Some challenges that we have in implementing solutions are:

  1. Affordability and accessibility of insurance– no one wakes up in the morning looking to buy insurance and we often face barriers in explaining products and building trust, particularly in underserved regions.

  2. Lack of good on the ground knowledge for our risk models to accurately price risk and create a product that is fit for purpose- for a product which fits the needs of the market we are looking to serve, we need on the ground insights and local knowledge, which can take time and resource to gather.

  3. This has already been mentioned, but coordination with stakeholders and interconnected/ cascading risks. For many of these solutions, we need a coordinated working group of stakeholders to effectively design, develop and implement the programme. Promoting an enabling environment for these solutions and creating pathways for collaboration is key.

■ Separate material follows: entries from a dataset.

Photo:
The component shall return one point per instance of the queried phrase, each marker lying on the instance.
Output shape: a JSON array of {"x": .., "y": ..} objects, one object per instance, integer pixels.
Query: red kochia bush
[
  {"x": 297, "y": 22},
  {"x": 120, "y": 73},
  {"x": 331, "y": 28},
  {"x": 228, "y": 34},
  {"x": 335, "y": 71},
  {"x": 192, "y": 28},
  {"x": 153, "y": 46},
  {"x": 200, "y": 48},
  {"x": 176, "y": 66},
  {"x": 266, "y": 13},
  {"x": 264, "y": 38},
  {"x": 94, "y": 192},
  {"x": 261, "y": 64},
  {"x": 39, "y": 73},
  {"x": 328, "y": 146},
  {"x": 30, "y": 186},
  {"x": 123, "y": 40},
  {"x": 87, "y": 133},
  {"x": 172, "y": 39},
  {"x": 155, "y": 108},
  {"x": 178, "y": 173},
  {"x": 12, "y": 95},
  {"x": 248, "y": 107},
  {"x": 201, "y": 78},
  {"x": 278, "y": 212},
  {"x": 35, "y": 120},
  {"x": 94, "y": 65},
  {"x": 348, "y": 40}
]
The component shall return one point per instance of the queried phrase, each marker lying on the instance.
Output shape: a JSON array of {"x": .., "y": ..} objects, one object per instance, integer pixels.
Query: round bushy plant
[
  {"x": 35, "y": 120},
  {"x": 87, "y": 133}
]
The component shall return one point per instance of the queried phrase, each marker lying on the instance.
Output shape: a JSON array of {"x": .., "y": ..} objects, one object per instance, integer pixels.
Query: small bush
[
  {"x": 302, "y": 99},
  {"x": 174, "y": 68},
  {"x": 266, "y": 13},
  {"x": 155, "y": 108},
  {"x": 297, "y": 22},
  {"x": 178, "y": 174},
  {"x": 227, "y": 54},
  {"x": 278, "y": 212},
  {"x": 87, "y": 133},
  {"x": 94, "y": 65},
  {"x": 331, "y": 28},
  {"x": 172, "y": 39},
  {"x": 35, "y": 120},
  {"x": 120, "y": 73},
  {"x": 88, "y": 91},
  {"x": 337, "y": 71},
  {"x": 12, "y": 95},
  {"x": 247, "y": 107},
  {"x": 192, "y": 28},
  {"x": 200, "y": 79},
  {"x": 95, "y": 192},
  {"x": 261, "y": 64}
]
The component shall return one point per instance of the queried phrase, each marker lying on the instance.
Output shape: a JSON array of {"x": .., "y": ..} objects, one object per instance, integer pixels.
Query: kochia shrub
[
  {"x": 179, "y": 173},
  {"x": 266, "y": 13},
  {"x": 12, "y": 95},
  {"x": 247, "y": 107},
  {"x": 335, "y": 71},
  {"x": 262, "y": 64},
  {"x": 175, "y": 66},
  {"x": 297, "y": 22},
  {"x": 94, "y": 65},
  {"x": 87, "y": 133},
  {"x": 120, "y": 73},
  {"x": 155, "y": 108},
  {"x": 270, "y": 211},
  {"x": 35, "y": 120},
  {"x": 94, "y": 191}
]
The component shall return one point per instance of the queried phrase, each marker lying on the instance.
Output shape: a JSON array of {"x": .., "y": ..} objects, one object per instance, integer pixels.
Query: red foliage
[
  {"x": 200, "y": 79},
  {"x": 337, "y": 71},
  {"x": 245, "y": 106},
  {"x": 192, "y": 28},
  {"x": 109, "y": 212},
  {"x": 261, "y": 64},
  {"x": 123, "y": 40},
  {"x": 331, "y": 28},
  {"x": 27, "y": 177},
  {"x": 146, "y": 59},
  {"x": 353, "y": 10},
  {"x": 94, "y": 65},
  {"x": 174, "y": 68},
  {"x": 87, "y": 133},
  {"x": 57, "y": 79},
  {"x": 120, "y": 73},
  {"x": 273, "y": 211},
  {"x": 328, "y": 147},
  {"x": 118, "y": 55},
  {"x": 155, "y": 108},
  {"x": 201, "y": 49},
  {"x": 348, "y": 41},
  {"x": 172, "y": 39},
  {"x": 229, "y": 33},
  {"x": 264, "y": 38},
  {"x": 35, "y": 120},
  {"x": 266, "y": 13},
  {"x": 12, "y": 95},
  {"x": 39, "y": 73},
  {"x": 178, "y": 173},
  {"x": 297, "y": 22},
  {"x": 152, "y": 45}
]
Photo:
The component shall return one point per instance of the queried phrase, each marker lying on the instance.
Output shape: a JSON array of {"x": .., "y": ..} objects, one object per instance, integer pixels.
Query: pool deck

Many businesses are unfortunately hurdled by the need for shareholder returns / short-termism… In a period of economic hardship, most are in survival mode, which does little to support strategic / trailblazing thinking. We see multiple examples of this happening around us across media… I wish there was a way to keep a high-level focus on what’s to come as no one is immune to negative climate impacts, with some suffering more than others…
Still, there’s so much potential from tackling climate as part of an organisational strategy - it would be the right and clever thing to do, allowing to mitigate risk, comply with regulations, do good for the local community and engage with it, thus winning over staff, customers, suppliers, etc.